Through the poetry she published with her sisters and Wuthering Heights, we can determine that she was interested in people’s passions, emotions, and sufferings. These interests make her very emphatic and aware of the existing problems and societal pressures of her era.
Brontë’s Wuthering Heights was first published in 1847 under her pen name Ellis Bell; her real name not appearing until 1850 after her death. The passion and violence of the novel convinced readers to think it was written by a man (people of this time would never believe all of that pent-up energy was within a shy woman). It was not immediately popular. Emily died a year later, meaning she never saw its success and never knew it turned into a beloved classic.
What is Wuthering Heights about?
This story follows the tortured love story of Heathcliff and Catherine. It is told 30 years later by Nelly, the housekeeper, to Mr. Lockwood, a neighbor who stays the night at Wuthering Heights (which is the mansion in the novel). This is a very back-and-forth whirlwind of a story, but I will do my best to give you the gist.
SPOILERS AHEAD: I outline the entire plot. If you haven’t read the book and wish to experience it for yourself, skip this section.
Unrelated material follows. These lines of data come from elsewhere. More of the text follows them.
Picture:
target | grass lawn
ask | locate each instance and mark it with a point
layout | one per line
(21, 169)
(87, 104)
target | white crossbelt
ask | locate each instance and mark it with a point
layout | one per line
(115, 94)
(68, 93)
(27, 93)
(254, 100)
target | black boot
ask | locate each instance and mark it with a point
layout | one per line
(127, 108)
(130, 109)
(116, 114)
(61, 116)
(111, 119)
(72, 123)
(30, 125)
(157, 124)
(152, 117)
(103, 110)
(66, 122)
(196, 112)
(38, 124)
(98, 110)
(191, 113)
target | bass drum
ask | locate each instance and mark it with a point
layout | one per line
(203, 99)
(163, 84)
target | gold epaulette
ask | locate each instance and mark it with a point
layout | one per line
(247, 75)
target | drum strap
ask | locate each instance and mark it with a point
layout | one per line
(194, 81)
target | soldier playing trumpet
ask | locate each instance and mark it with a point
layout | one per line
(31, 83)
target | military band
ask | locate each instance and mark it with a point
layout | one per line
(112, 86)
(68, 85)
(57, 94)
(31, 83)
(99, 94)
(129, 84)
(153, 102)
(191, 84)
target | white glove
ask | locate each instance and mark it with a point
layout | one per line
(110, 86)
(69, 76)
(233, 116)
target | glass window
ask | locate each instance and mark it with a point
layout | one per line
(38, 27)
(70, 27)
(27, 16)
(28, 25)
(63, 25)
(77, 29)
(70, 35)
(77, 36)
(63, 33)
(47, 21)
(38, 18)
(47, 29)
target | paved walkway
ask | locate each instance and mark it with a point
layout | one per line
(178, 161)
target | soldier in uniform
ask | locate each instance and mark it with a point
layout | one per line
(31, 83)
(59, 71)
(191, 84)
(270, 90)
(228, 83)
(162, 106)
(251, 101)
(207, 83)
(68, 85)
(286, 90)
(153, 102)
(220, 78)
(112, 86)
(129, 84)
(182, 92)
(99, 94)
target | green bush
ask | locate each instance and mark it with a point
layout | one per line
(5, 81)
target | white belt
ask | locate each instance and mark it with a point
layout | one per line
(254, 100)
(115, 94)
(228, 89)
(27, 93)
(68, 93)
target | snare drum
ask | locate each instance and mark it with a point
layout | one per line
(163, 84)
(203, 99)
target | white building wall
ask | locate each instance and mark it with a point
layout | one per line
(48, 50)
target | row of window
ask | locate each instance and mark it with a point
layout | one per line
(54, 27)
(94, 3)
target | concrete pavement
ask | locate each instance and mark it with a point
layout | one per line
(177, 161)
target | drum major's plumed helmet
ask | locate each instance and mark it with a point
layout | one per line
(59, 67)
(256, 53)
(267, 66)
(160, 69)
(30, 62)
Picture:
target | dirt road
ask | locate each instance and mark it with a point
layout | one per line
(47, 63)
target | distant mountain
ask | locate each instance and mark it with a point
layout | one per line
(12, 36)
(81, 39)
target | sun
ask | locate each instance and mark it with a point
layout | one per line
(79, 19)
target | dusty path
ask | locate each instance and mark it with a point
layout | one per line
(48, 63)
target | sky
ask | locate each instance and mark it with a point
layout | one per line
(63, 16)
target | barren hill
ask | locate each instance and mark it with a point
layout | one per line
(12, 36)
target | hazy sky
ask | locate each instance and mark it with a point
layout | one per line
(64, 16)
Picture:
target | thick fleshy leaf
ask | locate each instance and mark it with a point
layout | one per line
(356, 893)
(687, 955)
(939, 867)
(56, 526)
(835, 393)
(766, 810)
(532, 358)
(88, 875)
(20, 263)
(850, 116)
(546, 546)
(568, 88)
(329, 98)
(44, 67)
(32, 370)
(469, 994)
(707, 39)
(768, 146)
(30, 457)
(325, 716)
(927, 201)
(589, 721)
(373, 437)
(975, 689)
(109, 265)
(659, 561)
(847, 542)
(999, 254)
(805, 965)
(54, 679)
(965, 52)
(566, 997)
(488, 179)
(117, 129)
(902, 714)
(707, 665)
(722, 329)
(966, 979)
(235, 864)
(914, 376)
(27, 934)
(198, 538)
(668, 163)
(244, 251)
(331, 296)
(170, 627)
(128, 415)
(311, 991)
Mr. Lockwood stops by the remote Wuthering Heights mansion to visit Heathcliff, the landlord. Instead of meeting Heathcliff, he meets a quiet young woman, Joseph the servant, and an uneducated young man named Hareton. Upon walking into the manor, Mr. Lockwood notices that everyone is inhospitable, unwelcoming, and in dark, dreadful moods. We get the first insight into what life is like at Wuthering Heights.
As mentioned, Mr. Lockwood must stay the night due to a snowstorm. They put him in Catherine Earnshaw’s room, and he falls asleep reading her diary. He awakes from a terrible nightmare where a ghost version of Catherine begs him to let her enter the mansion through the window. The sound of Mr. Lockwood’s screams awakens Heathcliff, who is surprised by the stranger and seems just as solemn as everyone else in the house. After this event, Nelly queues Mr. Lockwood into the history and story of the family.
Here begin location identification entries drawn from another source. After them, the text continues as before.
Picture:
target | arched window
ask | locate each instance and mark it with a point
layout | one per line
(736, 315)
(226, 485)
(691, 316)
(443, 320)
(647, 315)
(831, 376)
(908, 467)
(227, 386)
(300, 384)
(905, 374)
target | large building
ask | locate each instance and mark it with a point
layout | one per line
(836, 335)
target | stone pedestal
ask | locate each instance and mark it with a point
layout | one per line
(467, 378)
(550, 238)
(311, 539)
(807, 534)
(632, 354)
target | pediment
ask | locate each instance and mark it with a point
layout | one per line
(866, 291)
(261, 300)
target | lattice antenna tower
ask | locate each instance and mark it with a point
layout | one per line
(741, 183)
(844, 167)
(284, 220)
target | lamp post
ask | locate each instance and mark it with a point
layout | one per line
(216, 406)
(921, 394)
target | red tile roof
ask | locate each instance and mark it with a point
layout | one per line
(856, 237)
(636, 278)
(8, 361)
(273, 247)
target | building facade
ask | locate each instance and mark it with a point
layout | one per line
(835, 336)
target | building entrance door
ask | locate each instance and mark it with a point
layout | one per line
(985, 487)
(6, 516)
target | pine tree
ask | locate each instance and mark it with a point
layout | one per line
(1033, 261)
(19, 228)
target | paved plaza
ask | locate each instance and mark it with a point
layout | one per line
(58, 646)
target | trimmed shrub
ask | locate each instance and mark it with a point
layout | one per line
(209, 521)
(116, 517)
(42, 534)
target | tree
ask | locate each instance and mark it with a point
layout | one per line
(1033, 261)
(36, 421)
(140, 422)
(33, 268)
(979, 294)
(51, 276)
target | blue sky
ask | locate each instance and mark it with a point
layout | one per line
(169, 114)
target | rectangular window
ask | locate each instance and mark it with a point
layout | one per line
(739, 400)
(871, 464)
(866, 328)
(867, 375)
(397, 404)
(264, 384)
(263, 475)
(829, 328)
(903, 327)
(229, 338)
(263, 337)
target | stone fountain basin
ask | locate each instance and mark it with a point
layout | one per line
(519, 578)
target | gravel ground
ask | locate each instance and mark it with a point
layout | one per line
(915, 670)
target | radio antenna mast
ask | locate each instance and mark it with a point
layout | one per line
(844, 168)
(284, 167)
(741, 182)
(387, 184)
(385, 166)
Heathcliff was an orphan brought into the Earnshaw family by Mr. Earnshaw. He is adored by Catherine’s father but hated by Hindley, Catherine’s brother. Hindley, who no doubt is acting out due to lack of attention, beats Heathcliff, but thankfully, Heathcliff finds a friend in Catherine. When Mr. Earnshaw dies, Hindley returns home from college married, and he steps into the role of master of Wuthering Heights. As you can imagine, this is the perfect chance for him to continue his torture of Heathcliff. In his new role, Hindley only lets Heathcliff stay if he becomes a servant, downgrading his class.
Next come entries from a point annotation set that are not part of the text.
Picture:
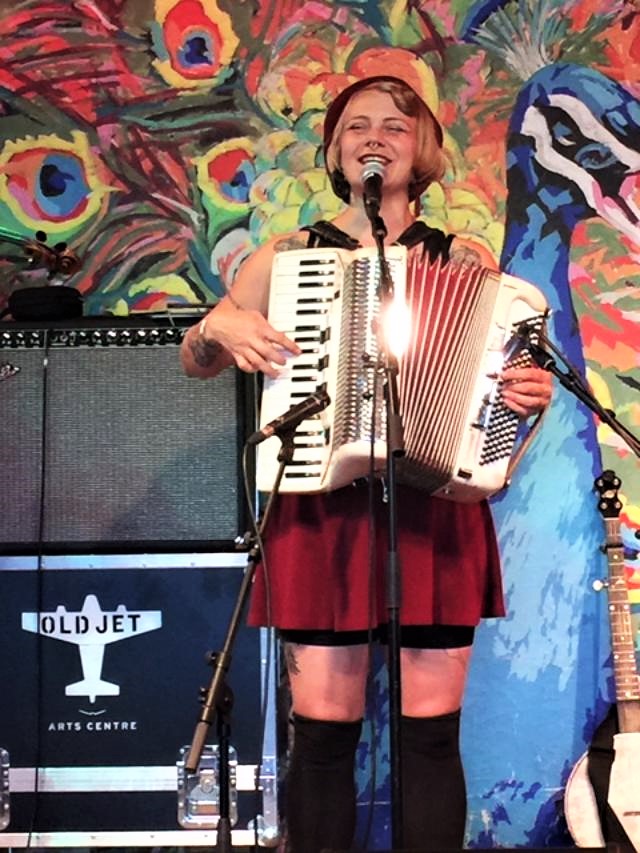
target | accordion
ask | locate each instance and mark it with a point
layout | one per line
(459, 437)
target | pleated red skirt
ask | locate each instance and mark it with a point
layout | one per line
(326, 558)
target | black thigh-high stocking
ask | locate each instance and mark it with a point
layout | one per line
(321, 796)
(433, 786)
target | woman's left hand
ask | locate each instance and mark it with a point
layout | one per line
(526, 390)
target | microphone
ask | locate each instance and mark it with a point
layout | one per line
(372, 178)
(290, 419)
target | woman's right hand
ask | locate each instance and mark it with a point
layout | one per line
(250, 339)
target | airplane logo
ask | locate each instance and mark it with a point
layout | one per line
(91, 629)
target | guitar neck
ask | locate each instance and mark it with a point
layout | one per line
(622, 639)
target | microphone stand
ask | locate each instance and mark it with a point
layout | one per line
(395, 449)
(572, 381)
(218, 698)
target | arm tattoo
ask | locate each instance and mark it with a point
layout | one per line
(465, 256)
(204, 352)
(290, 243)
(290, 659)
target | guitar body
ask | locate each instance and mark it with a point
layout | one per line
(581, 807)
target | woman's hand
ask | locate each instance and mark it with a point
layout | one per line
(526, 390)
(248, 337)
The friendship between Catherine and Heathcliff slowly escalates to love, yet based on class, they cannot be together. After years of Hindley’s abuse, Heathcliff makes his life goal revenge; this changes his entire character. Though Catherine loves Heathcliff, she becomes engaged, and he runs away for three years because he misheard a conversation. During that time apart, Catherine gets married, becomes pregnant, and Heathcliff becomes a wealthy man. But she gets very ill during her pregnancy and dies shortly after she has her daughter, Cathy. In anguish, Heathcliff begs her ghost to haunt him for the rest of his life (my romantic heart is swelling).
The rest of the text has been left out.